Rio Tinto and BHP Billiton have agreed to pay a higher iron ore royalty rate to the West Australian government, opening the way for them to integrate their Pilbara operations.


Premier Colin Barnett on Monday announced that from July 1 the two mining giants would pay 5.625 per cent in royalties on iron ore fines – the brittle and finer-grained iron ore product.

That is up from a 3.75 per cent concession rate the companies have enjoyed since the 1960s, partly in recognition of their contribution to building roads, ports, railways and townships in mining regions.

Iron ore fines were also previously not highly valued but have since become a key iron ore commodity.

The agreement, signed off by the WA cabinet on Monday, also involves the companies paying the government a combined one-off amount of $350 million, which will be earmarked for a new children’s hospital due to open in 2015, Mr Barnett said.

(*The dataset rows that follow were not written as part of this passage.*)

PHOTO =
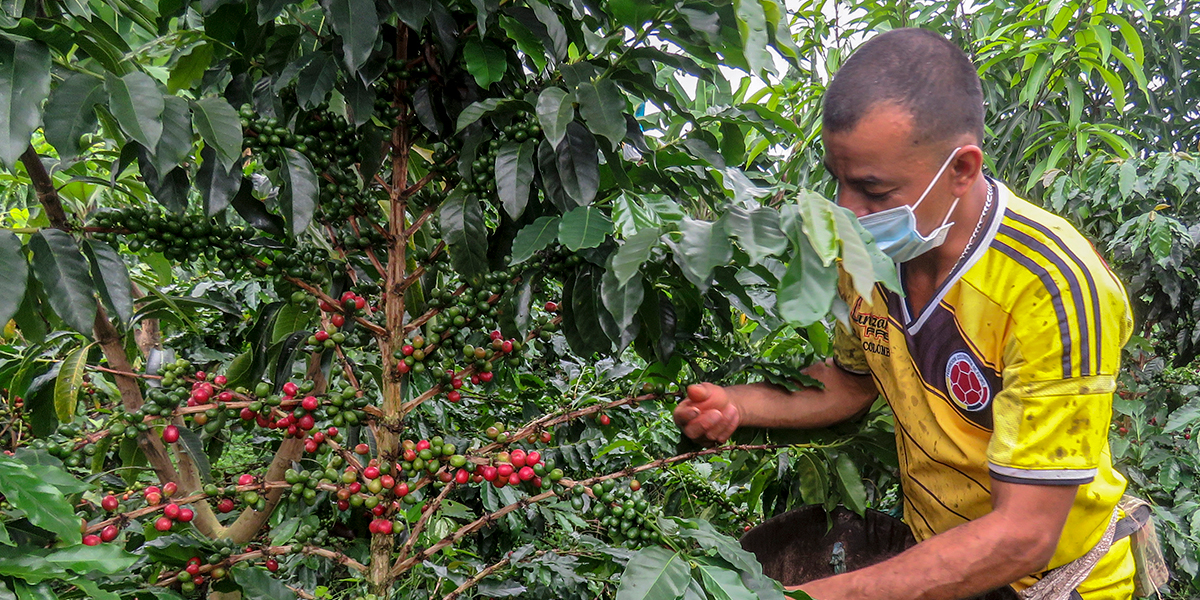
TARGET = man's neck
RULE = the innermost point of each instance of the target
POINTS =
(928, 271)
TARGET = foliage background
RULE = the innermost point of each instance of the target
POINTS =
(1091, 111)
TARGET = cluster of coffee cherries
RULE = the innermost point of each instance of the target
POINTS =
(622, 513)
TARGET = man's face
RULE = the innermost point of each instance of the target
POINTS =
(879, 166)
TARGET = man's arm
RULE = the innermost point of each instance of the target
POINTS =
(712, 413)
(1015, 539)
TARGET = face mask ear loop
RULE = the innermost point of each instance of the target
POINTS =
(939, 175)
(947, 220)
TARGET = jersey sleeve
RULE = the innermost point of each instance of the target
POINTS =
(1053, 413)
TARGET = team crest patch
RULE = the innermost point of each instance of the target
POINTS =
(965, 382)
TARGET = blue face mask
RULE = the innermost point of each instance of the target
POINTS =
(895, 229)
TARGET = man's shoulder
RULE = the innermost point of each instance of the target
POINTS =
(1045, 251)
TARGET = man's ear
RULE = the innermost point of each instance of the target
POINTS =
(965, 168)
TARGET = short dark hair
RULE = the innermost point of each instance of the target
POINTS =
(917, 70)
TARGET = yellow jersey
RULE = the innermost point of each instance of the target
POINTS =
(1006, 375)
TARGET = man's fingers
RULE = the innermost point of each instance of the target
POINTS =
(699, 426)
(684, 413)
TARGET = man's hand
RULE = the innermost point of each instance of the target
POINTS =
(707, 414)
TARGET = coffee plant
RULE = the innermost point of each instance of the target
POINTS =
(369, 299)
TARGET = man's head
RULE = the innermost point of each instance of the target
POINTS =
(893, 114)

“This has been an exhausting, a very exacting, but a very good negotiation between the two largest mining companies in the world and the state of Western Australia.

“It is a good result and it is a fair result.

“It gives the companies what they have sought and gives a very substantial financial return to the people of Western Australia who are the owners of these Pilbara iron ore resources,” the premier said.

“Had we not done what has been done today, Western Australia would have been essentially selling its iron ore for decades to come at half price. That’s not acceptable.”

Mr Barnett said the agreements, reached after 12 months of often tough discussions, simply brought Rio Tinto and BHP into line with what other iron ore miners in WA were already paying.

He said the one-off payment of $350 million was partly in recognition of the WA government’s agreements that the companies could integrate their Pilbara operations, the “jewel in their corporate crown”.

That would allow them to share ports and railways and blend their iron ore, keeping them competitive in international markets, the premier said.

The agreement will bring in an additional $340 million to the WA government for the 2010-11 financial year, he said.

Mr Barnett said he expected the extra money the two companies paid to the WA government would be rebated to them under the federal government’s new resource super-profits tax (RSPT).

“However, I make it clear, the decision on royalties is independent of whatever the federal government might be proposing.

“This is not a higher rate of royalty, it is removing a concession the two companies had.”

Mr Barnett has been a vocal critic of the RSPT.